Coral reefs: Future sources of tomorrow’s medicine?

By Jims Vincent T. Capuno

United States marine biologist Dr. Kent Carpenter, who has been diving in the country’s oceans since the 1970s, considers the Philippines to be “the best place in the world for a marine biologist.”

In terms of coral riches, he is certainly right. There are about 400 species of reef-forming corals in the country, comparable with those found in Great Barrier Reef of Australia. The Philippines has about 27,000 square kilometers of coral reefs; two-thirds in Palawan and the Sulu Archipelago.

A single reef can support as many as 3,000 species of marine life. As fishing grounds, they are thought to be 10 to 100 times as productive per unit area as the open sea.

Around 10-15 per cent of the total fisheries in the Philippines come from coral reefs, and up to 90 per cent of the incomes of small island communities come from fisheries.

“Coral reef fish yields range from 20 to 25 metric tons per square kilometer per year for healthy reefs,” Dr. Angel C. Alcala, former environment secretary.

But what my physician friend doesn›t know – and this may interest a lot of doctors, too – is that coral reefs are a vast source of medicines that could help humanity. In fact, they could be the major sources of many new medicines in the present century.

Ocean potential

“Marine sources could be the major source of drugs for the next decade,” says Dr.
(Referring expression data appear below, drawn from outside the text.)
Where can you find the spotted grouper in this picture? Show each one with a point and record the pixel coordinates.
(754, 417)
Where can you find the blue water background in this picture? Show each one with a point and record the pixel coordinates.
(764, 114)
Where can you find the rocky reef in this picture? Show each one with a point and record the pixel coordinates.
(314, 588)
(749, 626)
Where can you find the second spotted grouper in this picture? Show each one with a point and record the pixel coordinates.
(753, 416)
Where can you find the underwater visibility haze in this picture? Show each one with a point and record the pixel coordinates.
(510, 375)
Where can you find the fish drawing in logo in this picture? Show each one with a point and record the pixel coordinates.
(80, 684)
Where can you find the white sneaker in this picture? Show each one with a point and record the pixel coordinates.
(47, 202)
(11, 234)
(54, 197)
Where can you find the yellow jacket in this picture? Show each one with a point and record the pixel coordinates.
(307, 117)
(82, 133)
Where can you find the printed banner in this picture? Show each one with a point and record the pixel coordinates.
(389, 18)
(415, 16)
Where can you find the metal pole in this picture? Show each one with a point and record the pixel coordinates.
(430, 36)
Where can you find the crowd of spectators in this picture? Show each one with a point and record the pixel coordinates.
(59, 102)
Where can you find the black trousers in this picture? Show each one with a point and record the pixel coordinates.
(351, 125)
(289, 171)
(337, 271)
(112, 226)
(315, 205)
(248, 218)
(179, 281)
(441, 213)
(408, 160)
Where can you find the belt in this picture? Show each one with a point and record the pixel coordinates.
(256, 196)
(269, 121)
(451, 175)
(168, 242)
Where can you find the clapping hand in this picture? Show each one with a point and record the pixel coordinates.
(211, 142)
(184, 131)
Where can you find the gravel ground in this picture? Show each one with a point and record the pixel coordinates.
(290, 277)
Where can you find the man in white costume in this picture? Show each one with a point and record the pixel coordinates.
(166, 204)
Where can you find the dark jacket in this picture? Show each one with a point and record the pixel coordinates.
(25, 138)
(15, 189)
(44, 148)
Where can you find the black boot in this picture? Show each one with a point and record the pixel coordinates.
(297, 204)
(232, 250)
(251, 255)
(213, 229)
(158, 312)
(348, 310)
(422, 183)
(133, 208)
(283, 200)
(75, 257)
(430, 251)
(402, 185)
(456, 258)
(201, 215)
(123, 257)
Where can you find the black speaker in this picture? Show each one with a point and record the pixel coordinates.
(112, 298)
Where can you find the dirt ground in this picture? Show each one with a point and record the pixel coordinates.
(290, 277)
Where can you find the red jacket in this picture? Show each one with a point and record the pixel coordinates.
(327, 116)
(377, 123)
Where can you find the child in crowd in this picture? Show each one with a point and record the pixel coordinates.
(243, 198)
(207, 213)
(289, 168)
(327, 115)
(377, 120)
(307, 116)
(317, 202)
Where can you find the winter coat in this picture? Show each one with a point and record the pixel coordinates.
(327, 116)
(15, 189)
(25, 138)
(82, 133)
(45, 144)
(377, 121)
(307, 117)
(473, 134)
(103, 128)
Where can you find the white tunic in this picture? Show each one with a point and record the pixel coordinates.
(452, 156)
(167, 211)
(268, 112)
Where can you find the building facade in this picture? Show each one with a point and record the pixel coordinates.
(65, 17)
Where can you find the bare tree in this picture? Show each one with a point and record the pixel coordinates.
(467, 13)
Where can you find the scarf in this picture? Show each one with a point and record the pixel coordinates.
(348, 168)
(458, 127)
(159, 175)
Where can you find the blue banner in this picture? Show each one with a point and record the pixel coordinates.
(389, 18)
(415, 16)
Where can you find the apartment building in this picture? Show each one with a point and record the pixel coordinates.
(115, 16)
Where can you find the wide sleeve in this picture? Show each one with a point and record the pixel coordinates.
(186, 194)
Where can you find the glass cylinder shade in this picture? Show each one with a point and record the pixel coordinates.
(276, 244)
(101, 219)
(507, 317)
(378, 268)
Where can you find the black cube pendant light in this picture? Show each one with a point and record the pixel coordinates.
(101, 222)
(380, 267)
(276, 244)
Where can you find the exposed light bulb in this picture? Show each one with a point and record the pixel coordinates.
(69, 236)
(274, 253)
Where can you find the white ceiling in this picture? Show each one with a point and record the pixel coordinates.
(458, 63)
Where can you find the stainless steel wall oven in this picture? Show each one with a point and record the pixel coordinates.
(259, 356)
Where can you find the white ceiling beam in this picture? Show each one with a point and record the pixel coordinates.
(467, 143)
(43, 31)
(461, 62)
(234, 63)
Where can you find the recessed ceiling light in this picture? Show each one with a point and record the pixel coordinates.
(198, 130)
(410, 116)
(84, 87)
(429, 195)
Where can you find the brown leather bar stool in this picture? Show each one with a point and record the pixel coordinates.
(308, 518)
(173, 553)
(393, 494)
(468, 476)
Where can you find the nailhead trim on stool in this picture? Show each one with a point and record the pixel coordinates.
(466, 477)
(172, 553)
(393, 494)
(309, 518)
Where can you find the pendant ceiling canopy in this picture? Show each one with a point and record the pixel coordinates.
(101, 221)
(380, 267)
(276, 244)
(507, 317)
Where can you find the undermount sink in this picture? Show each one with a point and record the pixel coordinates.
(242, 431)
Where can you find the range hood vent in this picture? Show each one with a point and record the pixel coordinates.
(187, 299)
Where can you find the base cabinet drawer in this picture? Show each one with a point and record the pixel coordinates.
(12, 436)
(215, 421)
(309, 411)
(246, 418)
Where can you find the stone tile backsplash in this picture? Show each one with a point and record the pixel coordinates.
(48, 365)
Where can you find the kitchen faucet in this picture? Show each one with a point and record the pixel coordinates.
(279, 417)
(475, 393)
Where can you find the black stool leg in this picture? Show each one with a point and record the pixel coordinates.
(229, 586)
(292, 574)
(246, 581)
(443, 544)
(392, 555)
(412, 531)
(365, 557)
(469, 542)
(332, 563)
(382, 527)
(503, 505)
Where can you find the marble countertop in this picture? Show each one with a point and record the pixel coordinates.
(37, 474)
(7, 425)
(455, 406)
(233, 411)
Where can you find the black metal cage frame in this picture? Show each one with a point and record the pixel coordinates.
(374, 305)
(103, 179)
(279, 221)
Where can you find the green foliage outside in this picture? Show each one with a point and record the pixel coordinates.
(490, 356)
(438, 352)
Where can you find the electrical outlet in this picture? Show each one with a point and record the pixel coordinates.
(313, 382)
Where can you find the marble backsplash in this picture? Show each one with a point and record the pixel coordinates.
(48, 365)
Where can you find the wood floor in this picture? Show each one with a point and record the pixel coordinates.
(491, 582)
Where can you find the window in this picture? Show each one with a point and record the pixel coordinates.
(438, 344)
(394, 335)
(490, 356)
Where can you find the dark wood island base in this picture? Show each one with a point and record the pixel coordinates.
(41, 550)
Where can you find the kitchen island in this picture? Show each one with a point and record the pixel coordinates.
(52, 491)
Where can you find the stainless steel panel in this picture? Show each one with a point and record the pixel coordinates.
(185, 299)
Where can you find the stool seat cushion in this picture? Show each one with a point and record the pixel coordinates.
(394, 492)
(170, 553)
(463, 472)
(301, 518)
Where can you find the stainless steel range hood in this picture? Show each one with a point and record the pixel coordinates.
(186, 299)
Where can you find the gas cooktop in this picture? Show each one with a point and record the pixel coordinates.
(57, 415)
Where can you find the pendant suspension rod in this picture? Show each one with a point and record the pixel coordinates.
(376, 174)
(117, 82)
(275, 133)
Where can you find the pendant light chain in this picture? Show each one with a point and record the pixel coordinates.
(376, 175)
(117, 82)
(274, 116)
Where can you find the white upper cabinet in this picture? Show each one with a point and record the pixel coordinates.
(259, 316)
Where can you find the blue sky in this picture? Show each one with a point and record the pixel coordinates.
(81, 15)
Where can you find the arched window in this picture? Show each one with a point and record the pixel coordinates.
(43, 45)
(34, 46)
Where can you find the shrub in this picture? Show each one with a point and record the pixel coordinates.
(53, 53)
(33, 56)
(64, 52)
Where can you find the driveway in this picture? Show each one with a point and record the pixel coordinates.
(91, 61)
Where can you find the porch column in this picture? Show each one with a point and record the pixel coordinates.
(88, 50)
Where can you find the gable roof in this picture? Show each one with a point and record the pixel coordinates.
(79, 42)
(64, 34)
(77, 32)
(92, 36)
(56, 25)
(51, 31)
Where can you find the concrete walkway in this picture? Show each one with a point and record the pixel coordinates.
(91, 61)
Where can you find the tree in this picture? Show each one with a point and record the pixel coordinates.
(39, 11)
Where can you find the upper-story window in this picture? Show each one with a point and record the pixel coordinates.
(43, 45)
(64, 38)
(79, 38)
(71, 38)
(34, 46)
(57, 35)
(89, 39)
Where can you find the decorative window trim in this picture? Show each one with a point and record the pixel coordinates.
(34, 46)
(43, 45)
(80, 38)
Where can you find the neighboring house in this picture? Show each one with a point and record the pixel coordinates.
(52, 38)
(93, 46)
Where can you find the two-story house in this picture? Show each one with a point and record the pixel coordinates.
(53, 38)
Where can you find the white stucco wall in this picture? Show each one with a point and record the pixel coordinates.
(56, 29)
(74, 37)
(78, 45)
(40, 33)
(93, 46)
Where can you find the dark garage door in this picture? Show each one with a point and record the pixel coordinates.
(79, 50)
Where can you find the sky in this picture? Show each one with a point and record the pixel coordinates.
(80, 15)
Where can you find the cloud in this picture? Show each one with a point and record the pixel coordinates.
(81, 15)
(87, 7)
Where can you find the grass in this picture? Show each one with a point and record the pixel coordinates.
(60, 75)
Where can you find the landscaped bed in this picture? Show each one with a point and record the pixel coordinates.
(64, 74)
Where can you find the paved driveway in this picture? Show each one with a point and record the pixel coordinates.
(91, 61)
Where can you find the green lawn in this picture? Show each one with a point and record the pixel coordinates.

William Fenical, an American natural products chemist at the Scripps Institution of Oceanography in La Jolla, California.

In Japan’s reefs – one of the most studied coral coasts in the world – there is a chemical called kainic acid, which is used as a diagnostic chemical to investigate Huntington’s chorea, a rare but fatal disease of the nervous system.

Coral reefs also produce a natural sunscreen, which is now being marketed to sell as a sunscreen in the United States. The porous limestone skeleton of coral is now being tested as bone grafts in humans.

“If used properly, the reefs of the entire world can better serve humans with medicine rather than with food,” some researchers claim. “Half the potential pharmaceuticals being explored are from the oceans, many from coral reef ecosystems,” estimates the US State Department.

Writing in Reef Research, Dr. Patrick Colin, a marine biologist, described the hopes that had led him to spend the 1990s collecting marine samples in the Pacific for the US National Cancer Institute (NCI).

“Over the years, the NCI has been screening terrestrial plants and marine organisms worldwide for bioactivity against cancer and Acquired Immune Deficiency Syndrome (AIDS), and has come up with a number of hot prospects, a number of which are in clinical trials,” Dr. Colin says.

“Many coral reef species produce chemicals like histamines and antibiotics used in medicine and science,” reports The Nature Conservancy, an organization whose mission is to preserve plants, animals and natural communities by protecting the lands and waters needed for their survival.

Traditional cures

For centuries, coastal communities have used reef plants and animals for their medicinal properties. In the Philippines, for instance, giant clams are eaten as a malaria treatment. Chemicals from sea sponges collected off the coast of Florida have been used in developing a new drug, Ara-C, used to treat acute myelocytic leukemia and non-Hodgkin›s lymphoma. The antiviral drug called Ara-A is used for the treatment of herpes infections.

Unfortunately, the future of the planet›s coral reefs is in jeopardy. Ten per cent of the world’s reefs have already been seriously degraded and a much greater percentage is threatened, particularly in areas adjacent to human populations. If this decline continues, there could be a significant loss of the world›s reefs and their resources,

The Philippines is not spared from this problem. Nationwide surveys conducted from the 1970s to the 1990s found that only 4-5 per cent of the reefs were in excellent condition, 25-27 per cent good, 39-42 per cent fair, and 27-31 per cent poor.

“The general trend is negative for the coral reefs in the Philippines,” the World Bank reported in a global survey. It found that the Philippines had “the most degraded reefs of all sampled countries.”

The analysis found that 98 per cent of coral reefs in the country were “at risk from human activities,” with 70 per cent at high or very high risk.

The decline is thought to be due primarily to destructive human activities. “Many areas are in really bad shape due largely to unwise coastal land use, deforestation and the increasing number of fishermen resorting to destructive fishing methods,” says marine biologist Porfirio M. Alino. Dr. Edgardo D. Gomez, director of the Marine Science Institute of the University of the Philippines at Diliman, agrees. “If asked what the major problem of coral reefs is, my reply would be ‘The pressure of human populations’,” he asserted.

Coral reefs have been around for about 200 million years, and have survived eons of storm-induced damage and sea animal predation. Unfortunately, their survival in this century is less certain.